Apenas a título de elucidação, vale dizer que os demais documentos arrolados não confirmam a efetiva realização das viagens - nem mesmo considerando que a Resolução n. TC-16/94 admite várias maneiras para a comprovação. Os relatórios resumo de viagem consistem, na verdade, em documentos que satisfazem a exigência do inciso I do art. 62. Os recibos de adiantamento financeiro e as autorizações de viagem/uso de veículo, por sua vez, não tem o condão de demonstrar, de forma inequívoca, que os servidores de fato estiveram presentes aos compromissos que justificaram os deslocamentos. Por isso, não podem ser enquadrados na definição de "outros documentos" capazes de satisfazer a exigência (art. 62, II).

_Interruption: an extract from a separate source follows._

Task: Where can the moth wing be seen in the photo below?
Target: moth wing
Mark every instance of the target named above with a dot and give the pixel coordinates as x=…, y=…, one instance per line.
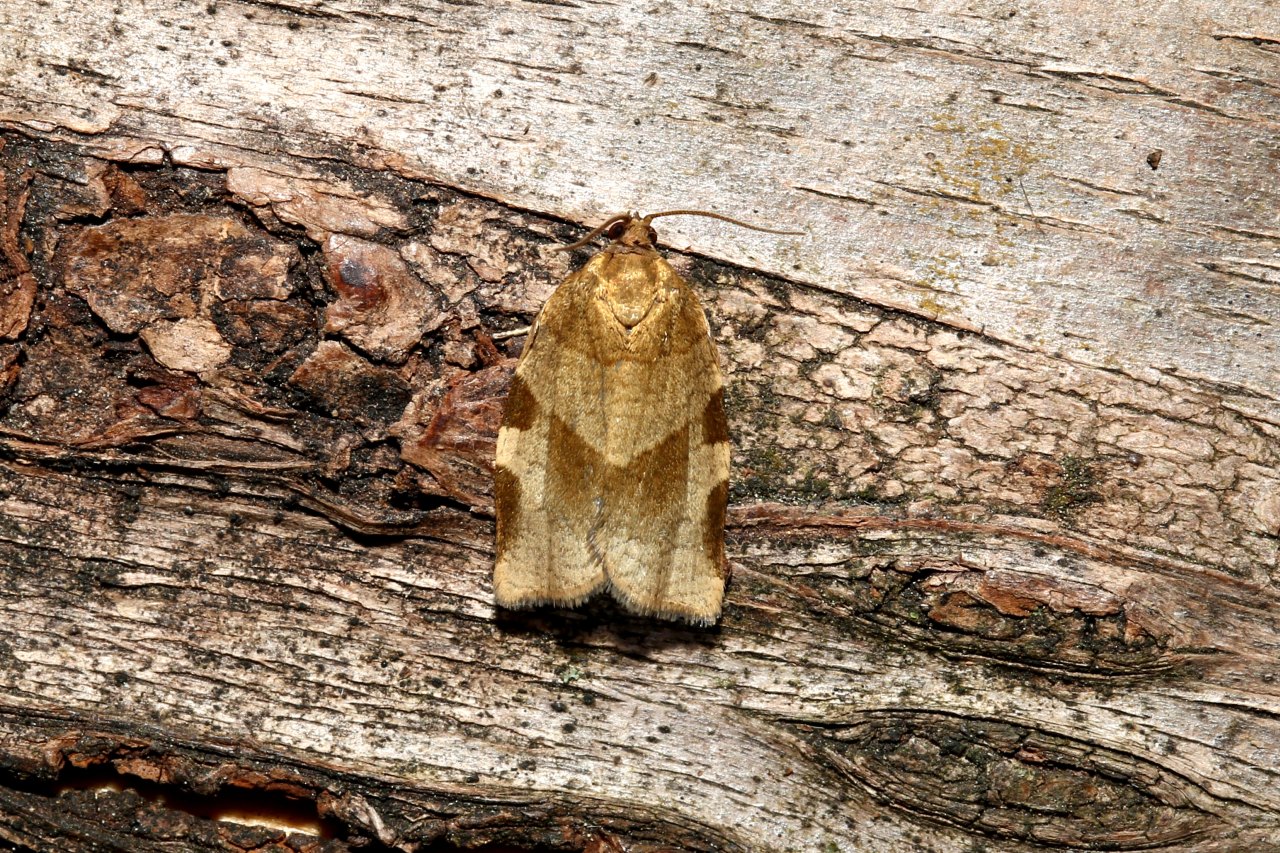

Diante da comprovação da aplicação regular dos recursos da Nota de Empenho nº 13856/000, sugere-se dar provimento ao recurso para cancelar a multa.

CONCLUSÃO

Ante o exposto, o parecer é no sentido de:

A) Conhecer do presente recurso de reconsideração, nos termos do art. 77 da Lei Complementar Estadual nº 202/00, interposto contra o acórdão nº 0438/2005 proferido na sessão ordinária de 04/04/2005, nos autos da solicitação de prestação de contas de recursos antecipados (SPC) nº 04/04991203, e, no mérito, dar-lhe provimento, a fim de cancelar a multa aplicada;

B) Dar ciência do acórdão, relatório e voto do relator, bem como deste parecer, ao DEINFRA, ao recorrente Romualdo Theophanes de França Júnior, Diretor-Geral em 2004 e à sua procuradora, a advogada Vívian Sandoval Barbosa Jorge.